Key words: stromal TILs, concordance, reference card, AI, breast cancer
Highlights
-
•
Pathologists’ assessments of TILs generally achieve lower consistency in FOVs dominated by challenge factors.
-
•
Heterogeneity is the primary factor of variability in assessments, followed by discrepancies in stromal delineation.
-
•
Multi-assistant AI methods may help pathologists address histological heterogeneity challenges.
Introduction
In recent years, immunotherapy has garnered increasing attention from medical professionals, prompting a rigorous exploration of the immune microenvironment in breast cancer (BC). The interplay between tumors and their microenvironment serves as the foundation for cancer cell proliferation and metastasis, exerting a profound influence on tumor progression. Tumor-infiltrating lymphocytes (TILs), serving as a surrogate for the tumor immune microenvironment, have emerged as a clinically relevant biomarker that can be pathologically evaluated in practice using standardized methods. Notably, triple-negative breast cancer (TNBC) and human epidermal growth factor receptor 2 (HER2)-positive BC subtypes typically exhibit greater TIL infiltration across different BC subtypes. In early-stage TNBC with or without adjuvant therapy, the quantity of stromal TILs (sTILs) was positively correlated with survival, showing that the quantity of sTILs identifies a subset of early-stage TNBC patients who might benefit from de-escalated adjuvant systemic treatments.1, 2, 3 The levels of sTILs may also serve as potential predictors for the therapeutic response and prognosis of TNBC patients undergoing neoadjuvant chemotherapy, and they can dynamically monitor treatment efficacy through changes in their levels before and after neoadjuvant therapy.4, 5, 6, 7, 8 In addition, a great number of studies also focus on the clinical relevance of TILs in HER2-positive BC.4,9, 10, 11 Based on the above evidence, TILs gained 1B evidence for TNBC and 2B for HER2-positive BC.12,13 The Food and Drug Administration granted approval for TIL therapy based on the findings from the C-144-01 trial presented at the 2023 European Society for Medical Oncology (ESMO) Immuno-Oncology Congress, thereby unveiling a promising avenue for TIL therapy in BC.14 Recent artificial intelligence (AI)-related research has reported the beneficial results of TILs in solid cancers such as BC, melanoma, and colorectal cancer.15, 16, 17 The International Immuno-oncology Biomarker Working Group (ITWG) presented a comprehensive analysis of the benefits of computational TIL assessment, but emphasized key barriers to clinical translation.18 In this study, we developed AI-computed reference cards (RCs) and introduced an RC-assisted interpretation method based on fields of view (FOVs), which will be conducive to carrying out large-scale clinical practice and extensive clinical verification.

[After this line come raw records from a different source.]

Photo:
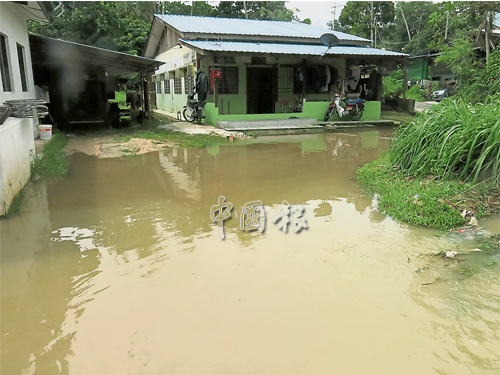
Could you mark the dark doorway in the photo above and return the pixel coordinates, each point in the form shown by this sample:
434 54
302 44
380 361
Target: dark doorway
260 89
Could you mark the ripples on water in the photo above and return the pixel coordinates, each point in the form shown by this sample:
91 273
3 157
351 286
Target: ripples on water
116 268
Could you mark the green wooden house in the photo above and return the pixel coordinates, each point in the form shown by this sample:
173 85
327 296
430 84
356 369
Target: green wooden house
269 69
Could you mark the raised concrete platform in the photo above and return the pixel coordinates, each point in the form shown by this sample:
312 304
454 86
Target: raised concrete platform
359 123
277 124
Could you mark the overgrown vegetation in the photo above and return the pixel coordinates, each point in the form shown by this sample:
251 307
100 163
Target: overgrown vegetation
54 161
428 201
443 162
180 138
452 140
478 78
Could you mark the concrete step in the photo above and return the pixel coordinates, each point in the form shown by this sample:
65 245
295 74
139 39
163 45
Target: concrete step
275 124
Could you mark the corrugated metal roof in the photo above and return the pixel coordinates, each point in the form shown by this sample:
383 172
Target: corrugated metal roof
241 26
287 49
55 51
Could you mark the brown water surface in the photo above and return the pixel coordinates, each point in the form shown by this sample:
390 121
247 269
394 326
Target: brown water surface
117 268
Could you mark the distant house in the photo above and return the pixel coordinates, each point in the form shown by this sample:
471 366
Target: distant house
267 68
17 147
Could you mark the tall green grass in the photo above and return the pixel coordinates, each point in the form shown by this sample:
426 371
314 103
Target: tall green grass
454 139
54 161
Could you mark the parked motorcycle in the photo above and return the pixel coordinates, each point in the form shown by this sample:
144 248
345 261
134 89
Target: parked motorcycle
342 107
193 110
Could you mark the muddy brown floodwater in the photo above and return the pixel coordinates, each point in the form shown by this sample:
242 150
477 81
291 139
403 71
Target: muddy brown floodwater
116 268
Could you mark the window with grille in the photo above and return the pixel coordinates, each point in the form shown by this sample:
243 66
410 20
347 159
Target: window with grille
228 83
178 85
22 67
4 64
189 85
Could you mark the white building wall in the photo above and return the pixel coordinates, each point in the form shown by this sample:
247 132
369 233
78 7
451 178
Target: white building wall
17 150
17 146
13 25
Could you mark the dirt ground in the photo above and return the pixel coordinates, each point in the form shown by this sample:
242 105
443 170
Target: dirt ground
106 146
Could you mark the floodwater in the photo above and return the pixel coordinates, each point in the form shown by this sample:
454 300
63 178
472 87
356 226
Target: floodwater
117 268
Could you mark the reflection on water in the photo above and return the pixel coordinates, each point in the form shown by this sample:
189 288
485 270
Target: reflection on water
117 268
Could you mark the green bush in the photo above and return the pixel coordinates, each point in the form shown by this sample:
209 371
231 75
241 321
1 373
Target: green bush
393 85
415 93
452 139
54 161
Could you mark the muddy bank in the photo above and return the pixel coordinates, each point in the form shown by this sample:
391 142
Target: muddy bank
108 146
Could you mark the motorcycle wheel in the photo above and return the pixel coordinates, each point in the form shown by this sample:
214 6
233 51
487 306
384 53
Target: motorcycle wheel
188 115
357 115
328 114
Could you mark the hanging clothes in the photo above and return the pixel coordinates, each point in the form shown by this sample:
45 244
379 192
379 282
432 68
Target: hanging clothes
328 77
353 79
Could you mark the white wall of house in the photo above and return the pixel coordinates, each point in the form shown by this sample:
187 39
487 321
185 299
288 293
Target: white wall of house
17 147
14 28
17 150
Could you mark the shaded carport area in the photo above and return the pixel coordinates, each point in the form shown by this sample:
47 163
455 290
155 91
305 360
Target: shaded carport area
79 80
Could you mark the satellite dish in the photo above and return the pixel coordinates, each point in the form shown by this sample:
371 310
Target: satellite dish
328 40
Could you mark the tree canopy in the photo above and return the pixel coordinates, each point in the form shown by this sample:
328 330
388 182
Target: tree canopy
124 25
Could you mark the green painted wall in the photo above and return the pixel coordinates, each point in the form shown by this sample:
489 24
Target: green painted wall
234 107
314 110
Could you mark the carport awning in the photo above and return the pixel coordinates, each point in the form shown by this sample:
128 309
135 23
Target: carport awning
50 50
289 49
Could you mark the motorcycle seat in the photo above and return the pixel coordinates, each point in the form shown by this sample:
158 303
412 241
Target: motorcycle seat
354 101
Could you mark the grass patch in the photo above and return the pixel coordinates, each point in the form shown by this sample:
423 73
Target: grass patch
180 138
54 161
425 201
397 116
15 205
453 139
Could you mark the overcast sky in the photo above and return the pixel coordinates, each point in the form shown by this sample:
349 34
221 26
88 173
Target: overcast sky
320 12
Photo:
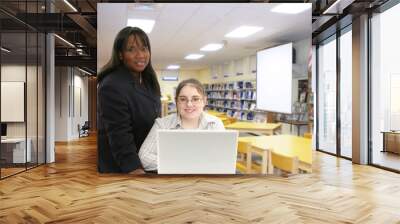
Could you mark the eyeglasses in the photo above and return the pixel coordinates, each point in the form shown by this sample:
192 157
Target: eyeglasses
135 51
184 100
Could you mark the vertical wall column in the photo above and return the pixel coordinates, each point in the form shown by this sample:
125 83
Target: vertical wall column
360 90
92 89
50 98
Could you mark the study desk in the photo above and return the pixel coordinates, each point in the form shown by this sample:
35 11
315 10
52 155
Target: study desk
263 128
287 145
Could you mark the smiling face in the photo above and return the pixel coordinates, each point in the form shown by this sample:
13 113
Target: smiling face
190 103
136 55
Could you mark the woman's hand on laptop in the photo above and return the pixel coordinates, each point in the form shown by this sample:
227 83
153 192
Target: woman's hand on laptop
137 171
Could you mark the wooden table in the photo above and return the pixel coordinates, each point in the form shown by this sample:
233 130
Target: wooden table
298 124
263 128
287 145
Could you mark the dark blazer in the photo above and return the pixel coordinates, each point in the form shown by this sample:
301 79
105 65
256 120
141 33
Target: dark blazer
126 112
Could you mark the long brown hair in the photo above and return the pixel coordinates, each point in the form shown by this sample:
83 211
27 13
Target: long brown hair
149 75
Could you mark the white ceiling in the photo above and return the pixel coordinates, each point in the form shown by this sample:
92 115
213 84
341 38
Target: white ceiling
184 28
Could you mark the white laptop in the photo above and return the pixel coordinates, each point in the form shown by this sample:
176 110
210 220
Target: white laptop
197 151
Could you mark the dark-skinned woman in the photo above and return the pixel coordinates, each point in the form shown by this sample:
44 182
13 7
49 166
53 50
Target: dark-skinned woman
128 103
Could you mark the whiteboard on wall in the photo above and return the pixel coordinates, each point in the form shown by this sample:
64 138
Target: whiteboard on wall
12 101
274 79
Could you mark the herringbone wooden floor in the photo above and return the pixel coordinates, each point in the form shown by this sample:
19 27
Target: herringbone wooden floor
71 191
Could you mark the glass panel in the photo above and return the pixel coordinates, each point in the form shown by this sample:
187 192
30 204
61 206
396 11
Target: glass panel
346 94
31 98
327 96
386 89
13 85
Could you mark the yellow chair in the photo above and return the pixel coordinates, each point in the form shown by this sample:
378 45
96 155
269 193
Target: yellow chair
241 163
285 163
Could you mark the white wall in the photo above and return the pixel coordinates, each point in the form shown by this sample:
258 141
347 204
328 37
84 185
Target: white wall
70 83
385 47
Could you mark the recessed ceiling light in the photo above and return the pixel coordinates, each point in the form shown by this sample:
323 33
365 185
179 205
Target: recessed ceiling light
5 50
291 8
70 5
145 24
212 47
173 67
243 31
194 56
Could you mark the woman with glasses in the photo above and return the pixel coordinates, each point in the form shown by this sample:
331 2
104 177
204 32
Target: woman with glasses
128 102
190 102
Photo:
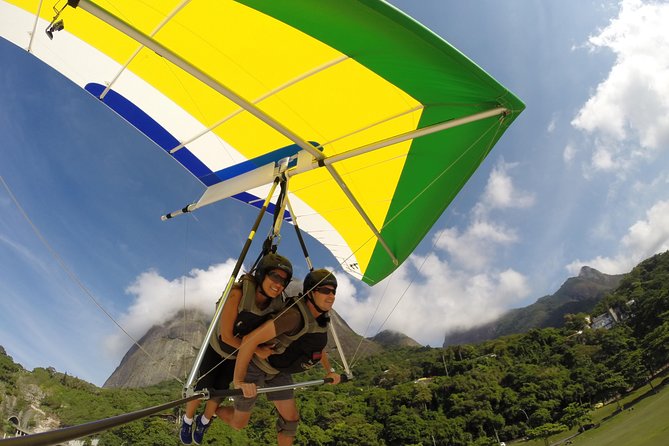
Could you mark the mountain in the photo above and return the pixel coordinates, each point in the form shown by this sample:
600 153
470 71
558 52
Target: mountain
576 295
168 350
389 338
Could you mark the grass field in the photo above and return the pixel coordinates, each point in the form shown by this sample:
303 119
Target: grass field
643 422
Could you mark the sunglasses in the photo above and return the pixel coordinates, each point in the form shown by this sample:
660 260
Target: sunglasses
325 290
277 278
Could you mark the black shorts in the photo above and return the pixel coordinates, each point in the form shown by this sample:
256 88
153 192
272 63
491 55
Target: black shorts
214 373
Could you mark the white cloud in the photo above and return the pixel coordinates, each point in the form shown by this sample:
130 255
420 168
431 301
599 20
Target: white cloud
631 105
158 299
500 192
643 239
471 249
443 295
441 299
568 153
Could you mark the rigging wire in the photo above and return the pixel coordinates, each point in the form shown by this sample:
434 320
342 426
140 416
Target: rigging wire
61 262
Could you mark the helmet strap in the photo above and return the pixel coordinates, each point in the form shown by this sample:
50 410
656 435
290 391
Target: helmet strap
310 298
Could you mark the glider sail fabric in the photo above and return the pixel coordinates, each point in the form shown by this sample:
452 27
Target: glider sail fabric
231 88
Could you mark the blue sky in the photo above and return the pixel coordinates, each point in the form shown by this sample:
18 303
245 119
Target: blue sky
580 178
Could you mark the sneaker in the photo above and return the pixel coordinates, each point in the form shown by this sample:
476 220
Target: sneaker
200 429
186 433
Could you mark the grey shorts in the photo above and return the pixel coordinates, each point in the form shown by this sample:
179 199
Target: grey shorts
262 379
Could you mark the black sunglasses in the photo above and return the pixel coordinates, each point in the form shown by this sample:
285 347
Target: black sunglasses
276 278
325 290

The ITWG has published guidelines for scoring standards to enhance the standardization of pathologists’ interpretations.19, 20, 21 However, traditional visual assessment (VA) by pathologists lacks reproducibility,22 especially in identifying the residual lesions after neoadjuvant therapy (NAT), thereby compromising its clinical value as an indicator. As recommended by the ITWG, TILs should be assessed as a continuous parameter and reported for the stromal compartment (= % stromal TILs), which is determined by the effective lymphoid component (the numerator in the formula) and the division of stromal regions (the denominator in the formula). Therefore, this study mainly focuses on the heterogeneous distribution of the ‘numerator’ and the stromal factors of the ‘denominator’, and further discusses two questions as follows: (i) what are the primary sources of confusion among pathologists with different levels of professional experience? (ii) can RCs and AI-assisted technology effectively improve the precision and clinical applicability of sTILs? A gold-standard method was established to verify the accuracy.
Materials and methods
Study population and field of view selection
Hematoxylin–eosin (H&E) slides of 266 patients with invasive BC were collected in the fourth hospital of Hebei Medical University. Slides with technical deficiencies were excluded, including histological artifacts caused by prolonged ischemic time, poor fixation or issues during processing, as well as crush artifacts. At last, H&E images of 217 cases were scanned using a UNIC digital scanner (Precision 600 Series, UNIC Technologies, Inc., Beijing, China) at 40× magnification.
Fifty scanned whole sections from excision specimens were used to evaluate the scoring concordance across pathologists by VA. Cases with the top 10% greatest standard deviation were identified (red points in Supplementary Figure S1, available at https://doi.org/10.1016/j.esmoop.2025.105095). The original scanned slides of the cases were reviewed to identify histological factors contributing to the variation in sTIL assessment in these cases. Often multiple factors were present in each slide. Heterogeneity in sTIL distribution was identified as the most prevalent challenge. Other challenges associated with delineating the scoring stromal regions included limited stroma within tumor (small volume of intratumoral stroma present for evaluation) and potential interference factors such as necrosis, histiocyte response, cholesterol deposition, lipofuscin deposition, peritumoral retraction clefting, and adipose tissue, as illustrated in Figure 1. From this set, we selected 129 image FOVs with heterogeneity (1-mm2 regions) and 71 fields characterized by stromal region challenges (1-mm2 regions).
Figure 1.
Pitfalls introduced in assessing sTILs in breast cancer. (A-B) Marked heterogeneity in sTILs density within the tumor. (B) Lymphocytic infiltrates of varying densities separated by collagenous stroma. (C-I) Challenges associated with delineating the stromal regions including limited stromal areas within tumor (C), necrosis (D), adipose tissue (E), peritumoral retraction clefting (F), histiocyte response (G), cholesterol deposition (H), and lipofuscin deposition (I). A: H&E staining, 4×; B-I: H&E staining, 10×. H&E, hematoxylin–eosin; sTILs, stromal tumor-infiltrating lymphocytes.
All tissues and data were retrieved under the permission of the Institutional Research Ethics Board of the Fourth Hospital of Hebei Medical University with the declared number of 2024KY108. Since this study did not involve interaction with human subjects and/or use of individuals’ personal identifiable information, the use of existing pathological materials did not require informed consent and did not reveal identifiable patient information. The study was carried out in accordance with the ethics standards of the participating institutions and the tenets of the Declaration of Helsinki.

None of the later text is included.